Violet looked a little intrigued when I didn’t respond and simply followed Flicker back to the Shaman, but she followed nonetheless. The Shaman, however, did not move as we joined her, but as I’d expected, there was an image on the river’s surface, a reflection of neither any part of the forest nor its inhabitants. I gave the rippling figure a curt nod, and at once the water erupted, a blue blur barely visible within a thickset spray of of ice-cold water.
“Hello, De’,” I said casually.
The weathermare dried herself off with a quick shake and landed next to us. She looked, still, no different except for a slight shimmer in her eyes, like the light at the bottom of a pool. The only evidence that she had absorbed the memories of a dying dragon, and with them, a deep connection to the primal magic that had given birth to Equestria. To the world, really, as I understood it.
“Hey, you two,” she said. “I wasn’t expecting to see either one of you so soon.”

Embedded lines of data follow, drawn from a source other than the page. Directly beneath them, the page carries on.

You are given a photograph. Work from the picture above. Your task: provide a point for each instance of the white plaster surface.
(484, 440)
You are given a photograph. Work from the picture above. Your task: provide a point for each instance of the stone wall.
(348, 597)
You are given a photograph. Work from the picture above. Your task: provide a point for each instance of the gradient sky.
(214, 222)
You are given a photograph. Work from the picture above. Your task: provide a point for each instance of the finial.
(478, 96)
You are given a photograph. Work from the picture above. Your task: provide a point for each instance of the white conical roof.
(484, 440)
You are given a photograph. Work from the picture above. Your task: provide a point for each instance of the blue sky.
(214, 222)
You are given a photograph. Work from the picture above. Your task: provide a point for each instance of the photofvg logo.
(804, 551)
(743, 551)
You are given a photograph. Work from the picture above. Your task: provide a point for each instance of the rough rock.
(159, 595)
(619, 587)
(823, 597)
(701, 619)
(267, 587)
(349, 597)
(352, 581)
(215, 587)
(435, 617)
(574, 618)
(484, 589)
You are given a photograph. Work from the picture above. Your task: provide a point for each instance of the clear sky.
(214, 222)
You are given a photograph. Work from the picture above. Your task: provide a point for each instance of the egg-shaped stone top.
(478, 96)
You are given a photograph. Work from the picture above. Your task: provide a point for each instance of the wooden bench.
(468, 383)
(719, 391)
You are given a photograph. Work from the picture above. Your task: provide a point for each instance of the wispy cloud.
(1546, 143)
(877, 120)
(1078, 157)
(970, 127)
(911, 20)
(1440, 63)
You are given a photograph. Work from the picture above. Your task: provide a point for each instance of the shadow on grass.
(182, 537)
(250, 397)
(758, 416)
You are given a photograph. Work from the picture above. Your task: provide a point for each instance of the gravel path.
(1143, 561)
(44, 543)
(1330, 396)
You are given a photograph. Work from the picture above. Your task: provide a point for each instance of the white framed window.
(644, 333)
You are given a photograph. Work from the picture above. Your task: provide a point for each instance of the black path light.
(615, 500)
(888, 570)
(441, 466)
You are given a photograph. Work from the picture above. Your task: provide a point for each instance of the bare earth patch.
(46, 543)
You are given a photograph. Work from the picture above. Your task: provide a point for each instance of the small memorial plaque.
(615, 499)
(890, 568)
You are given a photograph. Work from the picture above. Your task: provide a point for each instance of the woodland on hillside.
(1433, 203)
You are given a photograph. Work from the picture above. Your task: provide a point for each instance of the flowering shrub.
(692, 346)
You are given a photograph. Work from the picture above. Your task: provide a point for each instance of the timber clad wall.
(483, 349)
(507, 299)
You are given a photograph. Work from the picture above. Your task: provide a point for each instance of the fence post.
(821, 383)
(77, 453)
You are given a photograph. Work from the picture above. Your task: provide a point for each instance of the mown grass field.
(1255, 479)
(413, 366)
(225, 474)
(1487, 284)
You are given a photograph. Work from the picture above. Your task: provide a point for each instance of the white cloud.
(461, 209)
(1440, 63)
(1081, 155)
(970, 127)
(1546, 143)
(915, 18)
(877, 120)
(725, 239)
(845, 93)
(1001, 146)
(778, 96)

“Me neither,” I admitted. “But there were...a few signs I noticed. Seems your new job has earned some attention.”
The Shaman, though dripping with water, calmly opened her eyes and surveyed us with some curiosity; that alone stopped Deluge from replying. Evidently it was news that I was involved in her...ascendance.
“And what is this I find before me? Is that the child of storms I see?”
“It is.”
I still had no idea why the Shaman insisted on calling me the child of storms, but then, lightning was, at least in part, kind of my callsign. In any case, it was preferable to both my real name or any title that alluded to my profession. It meant I could converse with her without revealing my identity to others. I got the feeling she knew who I was and what I did, but for one reason or another she never bothered to turn me in. Too isolated, perhaps.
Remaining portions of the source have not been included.